19 luglio 1992: in via D’Amelio, a Palermo, Cosa Nostra colpisce ancora. A morire è il giudice Paolo Borsellino e cinque agenti della sua scorta. Ma a sopravvivere è la sete di giustizia.
Sono le 16:58 del 19 luglio 1992 quando una Fiat 126 imbottita di tritolo esplode in via D’Amelio, a Palermo, uccidendo il giudice Paolo Borsellino e cinque agenti della sua scorta: Emanuela Loi, Agostino Catalano, Vincenzo Li Muli, Walter Eddie Cosina e Claudio Traina. Borsellino si stava recando a trovare sua madre. In quei pochi istanti, lo Stato viene colpito al cuore per la seconda volta in meno di due mesi. Era il 23 maggio quando Giovanni Falcone, amico fraterno e collega di Borsellino, era stato assassinato sull’autostrada Palermo-Capaci.

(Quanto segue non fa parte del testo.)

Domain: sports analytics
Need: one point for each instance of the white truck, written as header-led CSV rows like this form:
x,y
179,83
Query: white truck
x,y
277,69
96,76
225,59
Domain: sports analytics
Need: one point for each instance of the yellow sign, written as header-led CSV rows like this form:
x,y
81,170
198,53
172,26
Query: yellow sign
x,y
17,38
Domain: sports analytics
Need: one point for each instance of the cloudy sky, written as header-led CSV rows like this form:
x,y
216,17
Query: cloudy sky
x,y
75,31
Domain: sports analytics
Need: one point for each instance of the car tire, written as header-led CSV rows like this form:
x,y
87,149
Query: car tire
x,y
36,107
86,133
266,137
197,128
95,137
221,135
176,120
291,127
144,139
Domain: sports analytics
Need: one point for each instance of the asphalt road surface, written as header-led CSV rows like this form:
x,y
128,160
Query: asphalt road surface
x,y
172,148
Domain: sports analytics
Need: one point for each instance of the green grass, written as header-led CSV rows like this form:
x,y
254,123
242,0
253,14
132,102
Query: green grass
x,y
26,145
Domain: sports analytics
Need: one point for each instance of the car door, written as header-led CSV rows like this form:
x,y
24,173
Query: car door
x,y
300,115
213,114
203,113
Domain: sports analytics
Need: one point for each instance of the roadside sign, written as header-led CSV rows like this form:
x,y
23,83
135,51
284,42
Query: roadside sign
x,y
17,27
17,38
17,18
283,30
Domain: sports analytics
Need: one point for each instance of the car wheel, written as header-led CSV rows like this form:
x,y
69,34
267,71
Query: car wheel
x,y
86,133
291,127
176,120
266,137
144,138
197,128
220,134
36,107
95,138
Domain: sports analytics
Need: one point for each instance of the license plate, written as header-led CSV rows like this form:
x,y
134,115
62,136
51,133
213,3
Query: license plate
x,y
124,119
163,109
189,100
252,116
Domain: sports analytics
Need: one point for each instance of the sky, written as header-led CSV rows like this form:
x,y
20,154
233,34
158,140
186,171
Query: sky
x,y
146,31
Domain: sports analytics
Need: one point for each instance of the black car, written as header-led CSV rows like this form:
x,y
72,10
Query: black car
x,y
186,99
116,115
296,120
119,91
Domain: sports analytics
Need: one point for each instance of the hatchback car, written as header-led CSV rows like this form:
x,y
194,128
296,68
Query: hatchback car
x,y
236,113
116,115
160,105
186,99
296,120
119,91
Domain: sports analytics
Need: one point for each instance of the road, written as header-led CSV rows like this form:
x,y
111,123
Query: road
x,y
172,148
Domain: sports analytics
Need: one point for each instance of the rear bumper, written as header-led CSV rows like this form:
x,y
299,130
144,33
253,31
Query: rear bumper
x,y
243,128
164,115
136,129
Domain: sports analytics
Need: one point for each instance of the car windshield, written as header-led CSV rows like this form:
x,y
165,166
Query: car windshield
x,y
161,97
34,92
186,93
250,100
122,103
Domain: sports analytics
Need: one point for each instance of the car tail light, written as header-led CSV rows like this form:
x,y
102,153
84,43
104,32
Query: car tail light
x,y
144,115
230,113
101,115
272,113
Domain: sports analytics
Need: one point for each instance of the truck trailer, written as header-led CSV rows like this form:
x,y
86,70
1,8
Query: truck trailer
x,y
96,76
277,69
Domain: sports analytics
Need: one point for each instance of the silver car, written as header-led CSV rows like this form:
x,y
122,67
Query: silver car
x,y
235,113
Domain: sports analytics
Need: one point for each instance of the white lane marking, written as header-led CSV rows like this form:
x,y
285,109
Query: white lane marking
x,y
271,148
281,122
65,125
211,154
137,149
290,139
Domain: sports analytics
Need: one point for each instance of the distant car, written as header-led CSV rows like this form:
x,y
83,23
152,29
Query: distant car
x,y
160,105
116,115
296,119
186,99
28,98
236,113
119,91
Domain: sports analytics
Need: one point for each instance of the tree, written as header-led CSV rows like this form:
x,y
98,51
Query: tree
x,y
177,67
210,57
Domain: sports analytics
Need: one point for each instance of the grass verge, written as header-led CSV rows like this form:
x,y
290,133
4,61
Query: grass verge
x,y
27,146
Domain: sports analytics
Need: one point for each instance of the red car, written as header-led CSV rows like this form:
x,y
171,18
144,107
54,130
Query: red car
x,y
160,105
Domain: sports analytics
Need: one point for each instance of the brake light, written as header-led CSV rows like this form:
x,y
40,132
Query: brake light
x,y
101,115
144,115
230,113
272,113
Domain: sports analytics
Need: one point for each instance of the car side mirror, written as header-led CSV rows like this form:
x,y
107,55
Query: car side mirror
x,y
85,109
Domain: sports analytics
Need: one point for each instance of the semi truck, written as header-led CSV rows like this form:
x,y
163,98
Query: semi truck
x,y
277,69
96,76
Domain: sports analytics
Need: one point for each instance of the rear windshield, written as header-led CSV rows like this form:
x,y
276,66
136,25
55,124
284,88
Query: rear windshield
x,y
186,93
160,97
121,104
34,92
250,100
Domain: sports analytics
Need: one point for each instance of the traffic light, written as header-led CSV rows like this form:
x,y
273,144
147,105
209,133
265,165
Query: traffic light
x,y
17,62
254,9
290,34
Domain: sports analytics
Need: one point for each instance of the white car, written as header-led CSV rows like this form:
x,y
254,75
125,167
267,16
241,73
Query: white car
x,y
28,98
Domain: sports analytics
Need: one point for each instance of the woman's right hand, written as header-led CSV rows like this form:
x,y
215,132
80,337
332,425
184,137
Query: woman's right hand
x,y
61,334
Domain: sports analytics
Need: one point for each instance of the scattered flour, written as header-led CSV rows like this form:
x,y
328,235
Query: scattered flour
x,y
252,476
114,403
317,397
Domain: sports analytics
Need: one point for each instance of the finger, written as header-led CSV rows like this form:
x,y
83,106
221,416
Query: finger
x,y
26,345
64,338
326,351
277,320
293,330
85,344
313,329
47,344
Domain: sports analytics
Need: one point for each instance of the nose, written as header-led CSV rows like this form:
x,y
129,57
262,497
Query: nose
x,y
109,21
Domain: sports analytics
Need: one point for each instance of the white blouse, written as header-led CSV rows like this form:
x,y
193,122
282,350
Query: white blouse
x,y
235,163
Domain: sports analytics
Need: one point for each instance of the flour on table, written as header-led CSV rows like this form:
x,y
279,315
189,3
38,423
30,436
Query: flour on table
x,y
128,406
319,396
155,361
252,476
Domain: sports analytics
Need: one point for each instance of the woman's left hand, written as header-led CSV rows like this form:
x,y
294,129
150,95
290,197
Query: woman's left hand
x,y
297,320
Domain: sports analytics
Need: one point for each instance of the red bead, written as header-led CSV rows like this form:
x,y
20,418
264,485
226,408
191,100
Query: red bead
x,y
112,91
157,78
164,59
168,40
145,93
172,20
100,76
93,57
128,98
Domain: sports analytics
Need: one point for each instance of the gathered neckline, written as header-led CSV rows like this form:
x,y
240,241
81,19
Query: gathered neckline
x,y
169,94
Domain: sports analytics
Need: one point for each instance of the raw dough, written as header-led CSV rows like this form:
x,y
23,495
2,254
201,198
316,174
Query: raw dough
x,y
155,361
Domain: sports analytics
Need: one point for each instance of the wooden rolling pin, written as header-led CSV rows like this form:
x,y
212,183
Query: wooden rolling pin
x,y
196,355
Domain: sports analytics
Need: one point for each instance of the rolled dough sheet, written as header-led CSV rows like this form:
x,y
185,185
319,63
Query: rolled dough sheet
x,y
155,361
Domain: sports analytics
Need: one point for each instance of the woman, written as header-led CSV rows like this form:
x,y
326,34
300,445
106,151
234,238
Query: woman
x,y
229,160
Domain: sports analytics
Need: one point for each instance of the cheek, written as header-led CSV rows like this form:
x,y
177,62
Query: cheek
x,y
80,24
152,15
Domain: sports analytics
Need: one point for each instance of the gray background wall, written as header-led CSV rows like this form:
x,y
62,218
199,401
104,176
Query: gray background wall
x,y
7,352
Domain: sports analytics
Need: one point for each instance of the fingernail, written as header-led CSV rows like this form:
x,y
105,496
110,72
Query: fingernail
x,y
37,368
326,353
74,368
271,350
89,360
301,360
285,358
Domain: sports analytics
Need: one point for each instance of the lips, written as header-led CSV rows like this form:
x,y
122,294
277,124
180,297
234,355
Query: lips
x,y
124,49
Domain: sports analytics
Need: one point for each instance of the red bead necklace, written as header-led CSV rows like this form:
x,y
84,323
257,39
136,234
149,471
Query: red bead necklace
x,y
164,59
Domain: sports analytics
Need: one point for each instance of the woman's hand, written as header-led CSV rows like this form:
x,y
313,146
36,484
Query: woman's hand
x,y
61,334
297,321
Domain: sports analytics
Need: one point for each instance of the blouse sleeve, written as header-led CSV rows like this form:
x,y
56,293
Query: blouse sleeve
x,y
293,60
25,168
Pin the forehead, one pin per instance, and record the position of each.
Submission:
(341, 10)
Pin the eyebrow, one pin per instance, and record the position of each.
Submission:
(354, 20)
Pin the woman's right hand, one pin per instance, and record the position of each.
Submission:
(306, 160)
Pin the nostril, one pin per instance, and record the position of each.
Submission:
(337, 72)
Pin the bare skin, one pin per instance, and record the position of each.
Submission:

Borsellino sapeva. Sapeva di essere un bersaglio. Sapeva che il tempo era poco. Eppure non si è mai fermato. “Ho fiducia nel lavoro che faccio. E anche se so che posso morire da un momento all’altro, continuo”, diceva. Dopo Capaci, aveva fretta. Aveva urgenza di fare chiarezza, di portare avanti le indagini, di dare un volto e un nome ai mandanti.
Ma la verità su via D’Amelio è ancora oggi parziale, dolorosa, complessa. Depistaggi, misteri, omissioni: il cosiddetto “dossier mafia-appalti” che Borsellino stava approfondendo è scomparso. Le indagini sono state manipolate, e solo anni dopo si è iniziato a ricostruire il mosaico. Intanto, la memoria dei servitori dello Stato è diventata un punto fermo per le nuove generazioni.
A trentatré anni dalla strage, la figura di Paolo Borsellino continua a interrogare la coscienza del Paese: quanto siamo disposti a difendere la legalità? Quanto costa davvero la giustizia? E cosa significa oggi non voltarsi dall’altra parte?
Ogni 19 luglio, via D’Amelio si riempie di persone. Non solo per commemorare, ma per ricordare che la mafia si combatte ogni giorno, con le scelte, con l’etica, con la cultura. E che Borsellino non è morto invano, se continueremo a camminare nella sua stessa direzione.